Step 2 — Make the marinade: Whisk together the soy sauce, Worcestershire sauce, apple cider vinegar, liquid smoke, garlic powder, onion powder, smoked paprika, black pepper, red pepper flakes (if using), and honey in a bowl or large zip-lock bag. The honey is just 1 tsp across the whole batch so the glycemic impact per serving is negligible — it's there for balance and browning, not sweetness.
Step 3 — Marinate: Add the sliced meat to the marinade, making sure every strip is well coated. Seal the bag removing as much air as possible, or cover the bowl tightly.

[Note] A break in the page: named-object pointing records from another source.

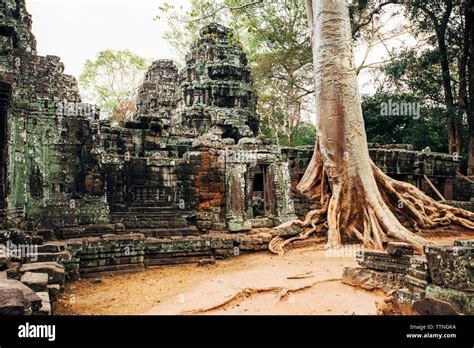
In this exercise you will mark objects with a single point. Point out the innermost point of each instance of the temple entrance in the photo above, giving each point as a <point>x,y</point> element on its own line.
<point>261,193</point>
<point>5,93</point>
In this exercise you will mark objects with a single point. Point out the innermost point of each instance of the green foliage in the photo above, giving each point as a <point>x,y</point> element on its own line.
<point>112,81</point>
<point>275,37</point>
<point>429,130</point>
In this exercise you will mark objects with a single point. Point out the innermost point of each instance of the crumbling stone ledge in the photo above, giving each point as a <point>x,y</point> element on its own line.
<point>116,254</point>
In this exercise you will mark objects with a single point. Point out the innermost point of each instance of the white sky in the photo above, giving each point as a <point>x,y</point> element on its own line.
<point>76,30</point>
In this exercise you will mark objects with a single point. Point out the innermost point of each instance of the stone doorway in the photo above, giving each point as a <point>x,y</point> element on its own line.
<point>5,94</point>
<point>261,193</point>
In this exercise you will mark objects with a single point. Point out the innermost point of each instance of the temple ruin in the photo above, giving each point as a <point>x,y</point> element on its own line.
<point>189,178</point>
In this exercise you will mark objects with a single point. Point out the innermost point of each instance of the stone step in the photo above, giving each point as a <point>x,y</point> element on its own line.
<point>55,271</point>
<point>4,263</point>
<point>62,256</point>
<point>93,272</point>
<point>150,215</point>
<point>12,302</point>
<point>45,303</point>
<point>52,247</point>
<point>28,294</point>
<point>383,261</point>
<point>37,282</point>
<point>155,224</point>
<point>172,261</point>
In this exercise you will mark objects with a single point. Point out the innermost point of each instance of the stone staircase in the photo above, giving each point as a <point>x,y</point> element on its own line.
<point>31,285</point>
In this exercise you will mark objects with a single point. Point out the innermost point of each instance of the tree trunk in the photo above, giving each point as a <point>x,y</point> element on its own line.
<point>357,198</point>
<point>469,41</point>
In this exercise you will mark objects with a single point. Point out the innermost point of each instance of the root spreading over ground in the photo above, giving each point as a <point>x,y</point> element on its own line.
<point>281,294</point>
<point>372,217</point>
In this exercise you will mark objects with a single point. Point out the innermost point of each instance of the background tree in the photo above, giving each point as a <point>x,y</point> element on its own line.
<point>112,81</point>
<point>426,130</point>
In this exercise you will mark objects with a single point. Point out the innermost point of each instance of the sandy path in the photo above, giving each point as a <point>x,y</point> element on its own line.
<point>177,290</point>
<point>185,288</point>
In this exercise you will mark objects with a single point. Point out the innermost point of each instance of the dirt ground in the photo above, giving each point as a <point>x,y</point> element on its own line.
<point>188,289</point>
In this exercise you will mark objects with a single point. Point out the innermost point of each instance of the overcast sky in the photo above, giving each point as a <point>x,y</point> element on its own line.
<point>76,30</point>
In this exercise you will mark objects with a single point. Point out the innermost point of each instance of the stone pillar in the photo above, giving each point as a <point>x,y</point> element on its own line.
<point>284,205</point>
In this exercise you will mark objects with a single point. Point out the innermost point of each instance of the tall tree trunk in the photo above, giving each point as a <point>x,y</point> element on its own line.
<point>454,131</point>
<point>469,41</point>
<point>357,198</point>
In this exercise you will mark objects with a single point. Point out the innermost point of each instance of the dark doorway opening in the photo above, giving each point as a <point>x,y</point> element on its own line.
<point>5,94</point>
<point>261,193</point>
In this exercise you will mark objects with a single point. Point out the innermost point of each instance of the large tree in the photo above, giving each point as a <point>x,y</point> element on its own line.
<point>358,200</point>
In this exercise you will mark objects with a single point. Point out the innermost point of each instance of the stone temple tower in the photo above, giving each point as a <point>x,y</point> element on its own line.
<point>157,96</point>
<point>215,88</point>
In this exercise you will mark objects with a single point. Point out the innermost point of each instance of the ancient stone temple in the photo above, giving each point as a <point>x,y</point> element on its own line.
<point>189,178</point>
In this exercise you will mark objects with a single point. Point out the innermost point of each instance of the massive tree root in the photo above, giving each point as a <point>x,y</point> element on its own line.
<point>353,206</point>
<point>358,200</point>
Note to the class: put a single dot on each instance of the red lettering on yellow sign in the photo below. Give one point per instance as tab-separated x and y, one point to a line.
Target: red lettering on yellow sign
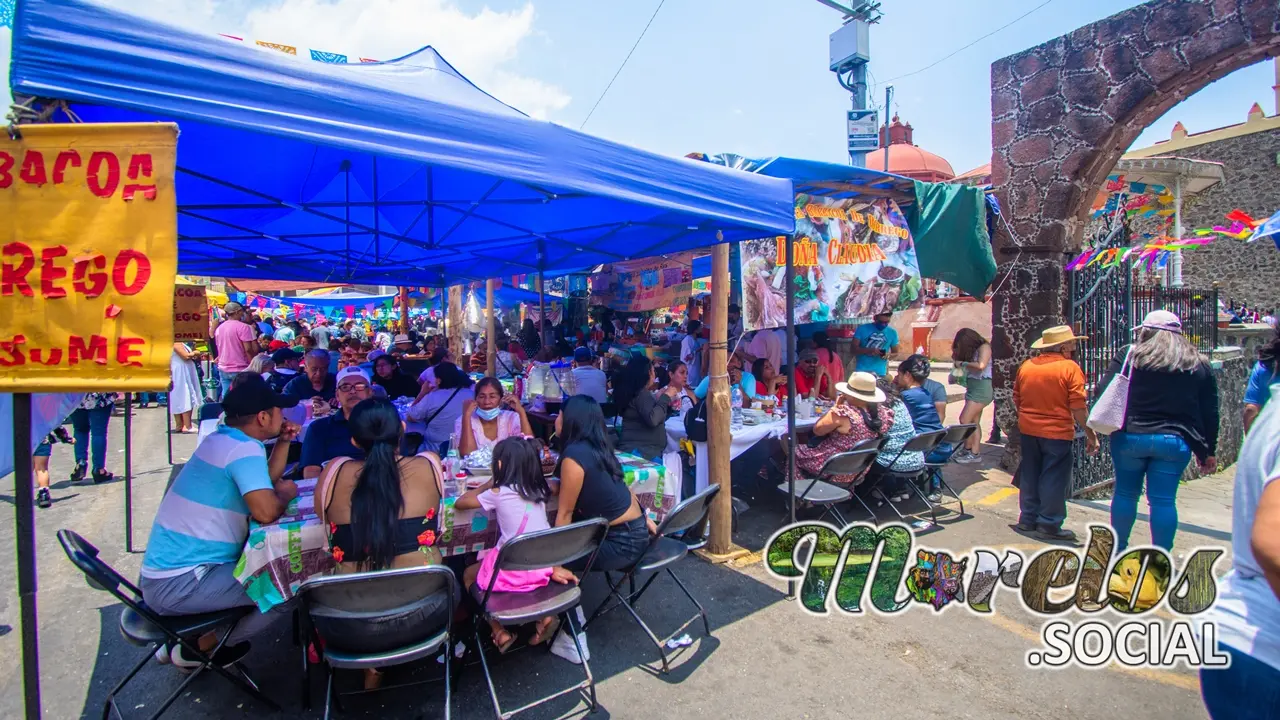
101	177
13	276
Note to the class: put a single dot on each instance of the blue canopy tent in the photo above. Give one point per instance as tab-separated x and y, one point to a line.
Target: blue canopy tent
375	173
378	173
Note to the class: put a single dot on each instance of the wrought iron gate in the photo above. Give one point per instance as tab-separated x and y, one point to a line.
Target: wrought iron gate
1106	305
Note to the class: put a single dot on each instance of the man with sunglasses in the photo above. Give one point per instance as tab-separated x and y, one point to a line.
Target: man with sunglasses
330	436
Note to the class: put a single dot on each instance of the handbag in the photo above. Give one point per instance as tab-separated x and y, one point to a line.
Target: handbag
1107	413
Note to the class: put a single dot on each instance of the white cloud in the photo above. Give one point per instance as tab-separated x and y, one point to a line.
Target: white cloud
483	45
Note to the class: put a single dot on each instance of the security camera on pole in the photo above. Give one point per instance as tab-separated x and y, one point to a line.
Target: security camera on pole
850	53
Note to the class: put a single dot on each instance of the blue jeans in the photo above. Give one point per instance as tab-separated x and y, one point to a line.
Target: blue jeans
90	429
1249	689
1160	459
224	381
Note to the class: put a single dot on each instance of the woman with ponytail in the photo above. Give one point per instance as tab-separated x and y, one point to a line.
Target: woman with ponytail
382	511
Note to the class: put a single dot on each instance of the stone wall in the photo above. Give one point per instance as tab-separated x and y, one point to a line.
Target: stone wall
1246	272
1064	113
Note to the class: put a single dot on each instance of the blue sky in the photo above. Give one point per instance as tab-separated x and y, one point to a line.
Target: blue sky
713	76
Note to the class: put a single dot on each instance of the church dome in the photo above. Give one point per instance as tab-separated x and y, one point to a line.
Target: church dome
908	159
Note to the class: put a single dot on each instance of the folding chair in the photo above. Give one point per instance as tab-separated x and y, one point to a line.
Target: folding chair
828	495
955	437
663	552
352	613
533	551
924	443
144	627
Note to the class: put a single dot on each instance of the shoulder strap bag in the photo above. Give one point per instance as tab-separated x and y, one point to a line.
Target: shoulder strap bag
1107	413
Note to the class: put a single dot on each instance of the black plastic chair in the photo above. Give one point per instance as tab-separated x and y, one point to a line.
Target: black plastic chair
348	610
663	552
534	551
144	627
924	443
955	437
822	492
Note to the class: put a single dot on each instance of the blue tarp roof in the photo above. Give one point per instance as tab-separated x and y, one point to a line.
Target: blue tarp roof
382	173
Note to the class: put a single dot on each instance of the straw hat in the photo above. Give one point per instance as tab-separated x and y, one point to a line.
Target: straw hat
1056	336
862	386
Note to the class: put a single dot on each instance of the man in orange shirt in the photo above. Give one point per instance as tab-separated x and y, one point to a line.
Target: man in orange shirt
1048	395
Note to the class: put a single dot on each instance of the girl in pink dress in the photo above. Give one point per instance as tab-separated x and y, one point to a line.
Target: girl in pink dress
517	495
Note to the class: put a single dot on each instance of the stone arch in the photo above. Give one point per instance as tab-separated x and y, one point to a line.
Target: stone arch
1064	113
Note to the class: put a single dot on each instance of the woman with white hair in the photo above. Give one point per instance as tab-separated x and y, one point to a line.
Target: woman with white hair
1171	414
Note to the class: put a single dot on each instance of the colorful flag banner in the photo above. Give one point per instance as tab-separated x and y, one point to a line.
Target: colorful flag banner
286	49
320	57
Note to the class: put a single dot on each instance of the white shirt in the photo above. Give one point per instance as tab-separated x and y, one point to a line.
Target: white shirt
593	383
1247	611
766	343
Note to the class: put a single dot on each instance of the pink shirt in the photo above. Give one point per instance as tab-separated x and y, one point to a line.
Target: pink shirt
508	425
513	511
231	337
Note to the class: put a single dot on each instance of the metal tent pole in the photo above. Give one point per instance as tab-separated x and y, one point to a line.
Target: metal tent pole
128	472
24	527
791	387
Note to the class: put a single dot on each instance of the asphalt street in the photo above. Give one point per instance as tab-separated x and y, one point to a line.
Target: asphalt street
767	659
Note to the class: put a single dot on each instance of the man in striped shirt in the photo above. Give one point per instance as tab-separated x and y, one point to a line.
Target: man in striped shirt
202	522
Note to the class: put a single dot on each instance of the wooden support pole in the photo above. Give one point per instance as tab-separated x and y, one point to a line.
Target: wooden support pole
718	408
403	309
455	324
489	327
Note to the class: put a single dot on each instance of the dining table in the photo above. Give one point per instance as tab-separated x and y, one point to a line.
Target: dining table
279	556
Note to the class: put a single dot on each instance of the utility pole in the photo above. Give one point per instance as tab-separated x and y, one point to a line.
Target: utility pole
850	53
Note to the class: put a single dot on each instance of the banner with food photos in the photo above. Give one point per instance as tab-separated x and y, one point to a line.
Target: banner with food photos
853	259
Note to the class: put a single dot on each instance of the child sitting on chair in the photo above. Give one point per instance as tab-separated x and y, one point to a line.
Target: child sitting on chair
517	495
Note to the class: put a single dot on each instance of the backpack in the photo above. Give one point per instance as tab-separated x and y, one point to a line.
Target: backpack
695	422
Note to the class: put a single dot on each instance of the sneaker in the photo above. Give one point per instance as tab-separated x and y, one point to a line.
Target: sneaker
563	647
1056	533
227	656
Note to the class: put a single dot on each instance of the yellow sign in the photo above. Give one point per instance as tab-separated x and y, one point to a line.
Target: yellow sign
190	313
88	251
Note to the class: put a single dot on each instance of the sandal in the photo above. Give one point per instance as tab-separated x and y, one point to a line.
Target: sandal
547	632
504	646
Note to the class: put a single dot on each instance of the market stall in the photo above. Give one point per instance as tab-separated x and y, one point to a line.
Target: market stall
374	173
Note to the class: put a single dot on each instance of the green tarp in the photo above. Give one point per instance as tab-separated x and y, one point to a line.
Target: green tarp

Refrigerate for a minimum of 8 hours — overnight is ideal and gives you noticeably better flavor penetration.
Step 4 — Prep for drying: Remove strips from marinade and pat thoroughly dry with paper towels. This step matters — excess moisture on the surface dramatically increases drying time. If using an oven, preheat to 175°F and line the bottom rack with foil to catch drips. Lay strips directly on the oven rack or on wire cooling racks set over baking sheets, leaving space between each strip for airflow.
Step 5 — Dry the jerky: Oven method: dry at 175°F for 3½ hours, flipping strips halfway through. Dehydrator method: 160°F for 4–5 hours. Jerky is done when it bends and cracks slightly but does not snap completely in half and has no moist spots. Start checking at the 3 hour mark. Thicker strips will need more time.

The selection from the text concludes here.